Friday, May 22nd, 2009

A volunteer here lent me her OLPC laptop to take around and introduce to teachers and computer professionals here in Sokode.  This laptop got a lot of press recently for trying to develop a machine that can be used in developing countries to introduce children to computers.

I brought it to my computer training of trainers.  I tried to explain that the computer is cheap, durable, and for education.  They looked at, but at first did not understand that it is for children.  It was like I had showed up with a porshe and said it was for preschoolers.  Why would someone give a computer to kids?  I finally opened a simple math game and showed them how to play.  They finally got the idea, that yes, technology can be used as a tool to learn other things, like math.

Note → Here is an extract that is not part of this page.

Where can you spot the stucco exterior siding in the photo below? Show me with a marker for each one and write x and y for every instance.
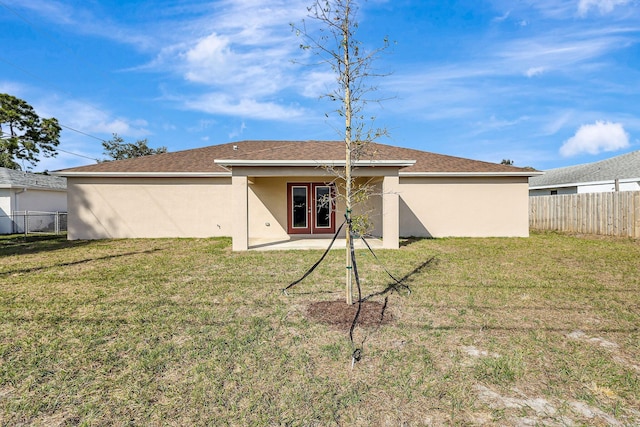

I think the laptops are a great idea, but I saw that there will be challenges in changing the paradrigm about computers.  The idea here is that Computers are fancy technology for big important people, and one must be trained on using computers themselves extensively.  Giving computer to children to help with their schooling is a novel and foreign idea.

But after playing awhile themselves, they seemed to get the idea and started asking how they could acquire them.

Ben Stiller as Rebecca

Monday, May 18th, 2009

Every now and then I end up in uncomfortable situations with no escape or alternative. Often, my best solution it to imagine the same scene with Ben Stiller in my place. I pretend I’m watching the movie and laughing at his discomfort instead of experiencing it myself.

For example, last week I travelled in Ghana. I had a 5 hour trip on a packed mini-bus full of about 30 people. Every inch was crammed with sweaty bodies; even the aisle was filled with pulled down seats. A young man with pearly white teeth stood up in the front and started preaching in a local Ghanian language. He was strong! He was loud! He was ardent and true! Every few sentences the force of his voice made me jump, even though I knew it was coming. The crowd responded with emotion. When he asked them to hold up their hands to God, everyone on the bus did except me. When they sang, the passengers poured their hearts into it. When it was time to pray and everyone put their heads down, the man sitting behind me used his hand to push my head down as well.

I used my trick and imagined Ben Stiller stuck in the middle of the crowd, physically different, dressed differently and not speaking the language; stuck there for hours. I started giggling and couldn’t stop for a good 5 minutes.

Ah Ben Stiller, what a funny guy.


Friday, May 1st, 2009

After a couple relaxing days in a posh part of Accra, I’m off to a beach resort.

I’ll be meeting some friends there.  And you thought I don’t have any fun here.